Kim explains that US spending and debt have spiraled out of control and the Government can only raise the money it needs by printing more of it, which means that hyperinflation is guaranteed.
He says this has been going on for decades and there’s no way to fix it and that the US got away with this for so long, because US dollar is the world’s reserve currency.
When the US Government prints trillions, it is thereby robbing Americans and the entire world in what he calls the biggest theft in history.
He says the total US debt is at $90 trillion, which together with $169 trillion in US unfunded liabilities totals $259 trillion, which is $778,000 per US citizen or $2,067,000 per US Taxpayer.
Now, the value of all US assets combined: every piece of land, real estate, all savings, all companies, everything that all citizens, businesses, entities and the state own is worth $193 trillion.
Our total debt, $259 trillion minus our total net worth, $193 trillion equals negative $66 trillion of debt and liabilities after every asset in the US has been sold off.

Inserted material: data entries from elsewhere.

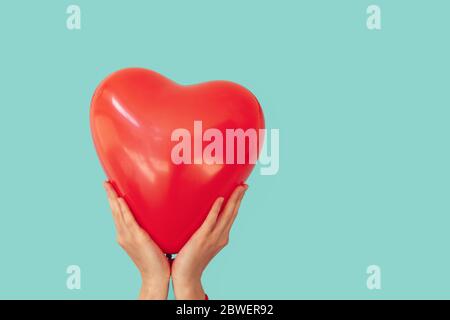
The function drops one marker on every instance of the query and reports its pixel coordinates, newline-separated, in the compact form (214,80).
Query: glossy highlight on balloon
(133,115)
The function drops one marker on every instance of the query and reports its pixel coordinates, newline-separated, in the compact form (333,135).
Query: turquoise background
(363,117)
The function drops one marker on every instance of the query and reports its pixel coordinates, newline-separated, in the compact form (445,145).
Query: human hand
(206,242)
(146,255)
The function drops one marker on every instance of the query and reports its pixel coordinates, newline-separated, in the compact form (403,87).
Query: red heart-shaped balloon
(134,113)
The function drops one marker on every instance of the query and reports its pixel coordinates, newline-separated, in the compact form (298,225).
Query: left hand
(146,255)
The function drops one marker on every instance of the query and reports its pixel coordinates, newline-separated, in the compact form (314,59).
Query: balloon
(138,119)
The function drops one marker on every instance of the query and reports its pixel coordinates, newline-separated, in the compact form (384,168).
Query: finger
(228,211)
(114,205)
(127,215)
(236,210)
(211,218)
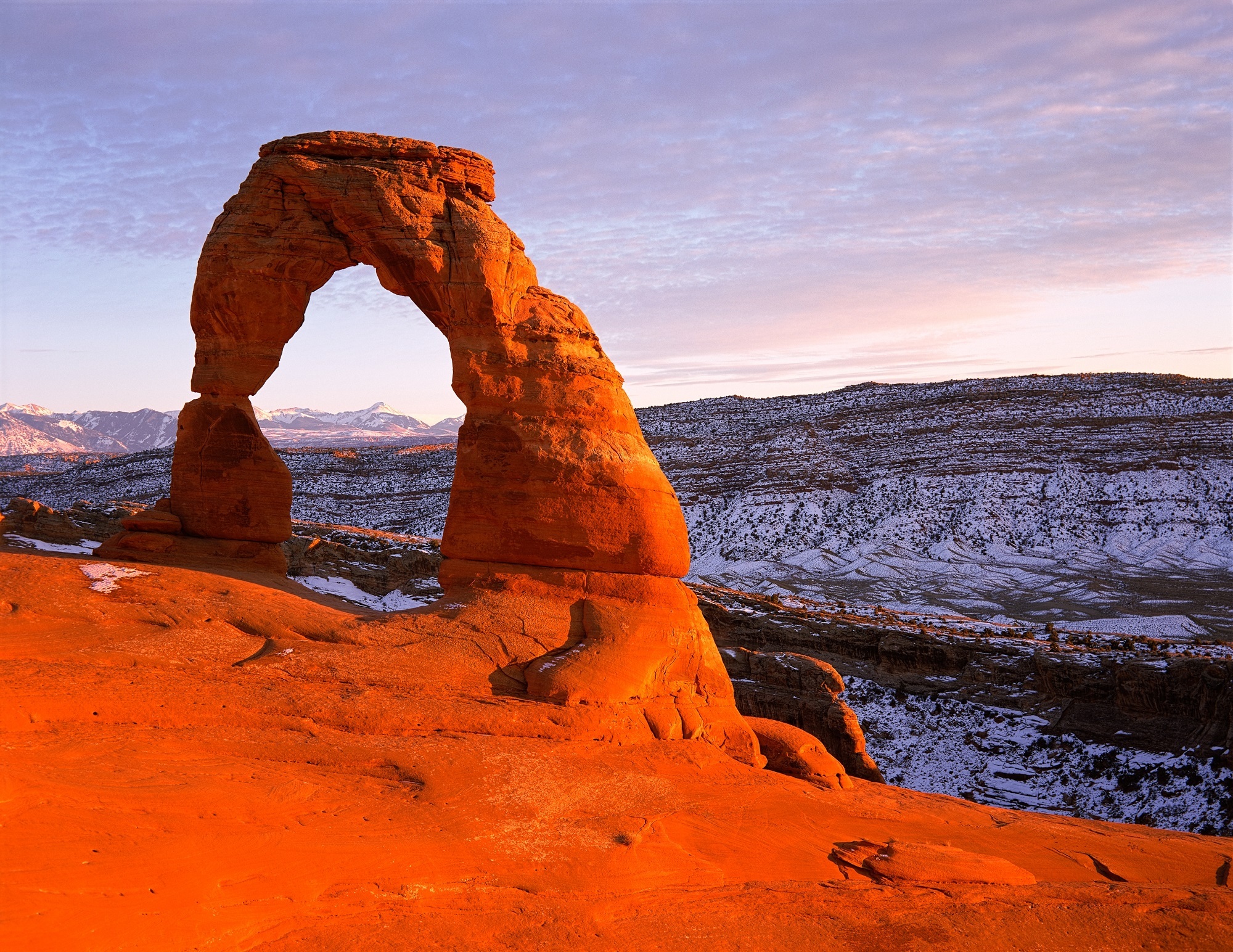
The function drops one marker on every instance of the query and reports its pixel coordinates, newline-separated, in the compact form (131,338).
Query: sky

So even if the US could sell all assets at the current value, which is impossible, it would still be broke.
This is where the ‘Great Reset’ comes in and he asks, “Is it a controlled demolition of the global markets, economies and the world as we know it? A shift into a new dystopian future where the elites are the masters of the slaves without the cosmetics of democracy?”
He notes how the world has changed so much in recent years and how nothing seems to make sense anymore.
He sees the blatant corruption and the obvious gaslighting propaganda media and the erosion of our rights but he doesn’t know where it’s all going and he finishes the thread asking, “What’s the end game?”
As Harrison Smith from the American Journal says, “It’s a pyramid scheme. The people perpetrating the pyramid scheme are in charge of everything…they’re going to sacrifice humanity in order to maintain their system…
“The world economy is being collapsed, the food supply system is being destroyed, the energy that we rely on to maintain civilization is being curtailed and eliminated and we’ll be forced into the Great Reset where we will own nothing.”
Former BlackRock stockpicker, Ed Dowd believes that the entire COVID sham was created as a cover for the financial collapse and that new lockdowns are coming, to try mitigate the inevitable violence and chaos that we can expect to be witnessing in the streets.
We also saw how Dr Mike Yeadon, former Pfizer VP also believes that COVID and the death shot are an elaborate hoax to engineer a collapse of sovereign currencies to bring in the Great Reset and the introduction of programmable central bank digital currencies (CBDCs), for a wholly-controlled population, in which people will not be able to buy food, etc. unless the algorithms permit and the undesirables can basically be starved to death via artificial intelligence.